August 1690

August ye 1st. Some raine. I gave in my petition to ye Comrs [Commissioners]. Ye K[ing] went to ye camp, which is on its march to Limrick.

Ye 2d. Very fayre. We arriv’d before Limrick after beating ye enemy out of all ye feilds and ditches. I went to Dubber on ye 3d, and on

Ye 4th I went to Sr Rich B: to Raboth. Nothing materall till ye loth. I went to Clontarfe: din’d there, and went to Dubber.

[‘No entries between the 4th and the 11th.’]

Ye 11th. I went to cousen Swans, and stay’d most of ye day. This night about 12 a clock Sarsfield wth a party of horse seized our great guns att Cullen, and spoyld our boates; but 6 of 8 guns were againe recover’d. Women and children kill’d by ye enemy.

[No entries between the 11th and the 17th.]

Ye 17th. Still fayr weather. We opened ye trenches this night, and beat ye enemy out of several forts and sconces, and in one fort we kill’d 80; Kirke giving them the same quarter wch they gave our waggoners.

Ye 18th. This night by mistake our men fell foul on each other, and fir’d and kill’d about 20. Ye enemy made a sally, but were repulls’d wth considerable loss.

Ye 19th.
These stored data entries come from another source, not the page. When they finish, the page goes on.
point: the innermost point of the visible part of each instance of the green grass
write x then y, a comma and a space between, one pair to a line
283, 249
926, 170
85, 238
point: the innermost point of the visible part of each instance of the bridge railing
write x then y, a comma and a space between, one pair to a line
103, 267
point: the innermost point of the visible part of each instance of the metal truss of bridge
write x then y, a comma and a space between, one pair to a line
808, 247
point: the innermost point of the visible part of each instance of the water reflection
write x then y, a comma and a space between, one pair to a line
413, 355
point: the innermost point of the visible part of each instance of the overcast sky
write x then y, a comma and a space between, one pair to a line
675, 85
Our men reliev’d theyr guards about 4 in ye afternoone, to prevent ye inconvenience of last night’s mistake, occasioned by ye darkness of ye night.

Ye 20th. In ye morning we batter’d ye remaining fort ye enemy were possess’t of wthout theyr counterscarp. About 2 in ye afternoon we storm’d it wth a detachment of Grenadiers, who wthin halfe an houre tooke it, putting 1 50 to the sword, sparing only theyr Capt Barrett, by ye Ks [King’s] order. About 5 ye enemy made a vigorous sally wth ye best of theyr force, both horse and foote, and after near an houre’s dispute were beaten into ye town, leaving 500 dead in ye place.

[‘No entry for the 21st.’]

Ye 22th. About 5 this morning ye enemy made another sally; but theyr last loss and defeat made them more wary, and retir’d in less than a quarter of an hour wth some loss.

[‘No entries between the 22nd and the 27th.’]

Ye 27th. This day ye King order’d counterscarp to be storm’d, which our men did wth great bravery, and beat ye enemy into ye town, after whom our men, pursuing too farr, severall both officers and soldiers were kill’d, by the springing up of severall mines, and ye rest forc’d to retire. This day I returned home.

[‘No entry for the 28th.’]

Ye 29th. The King designed to storme ye town [Limerick] this day; but, the raines falling so heavily these 2 dayes past and the trenches so full of water, it was thought fitter to raise ye seige. This day Mr. Fowkes dy’d.

Ye 30th. Mr. Fowkes was buryd att Ardee. This morning our army decamp’d from before Limrick, and ye King went to Waterford, in order to embarque for England.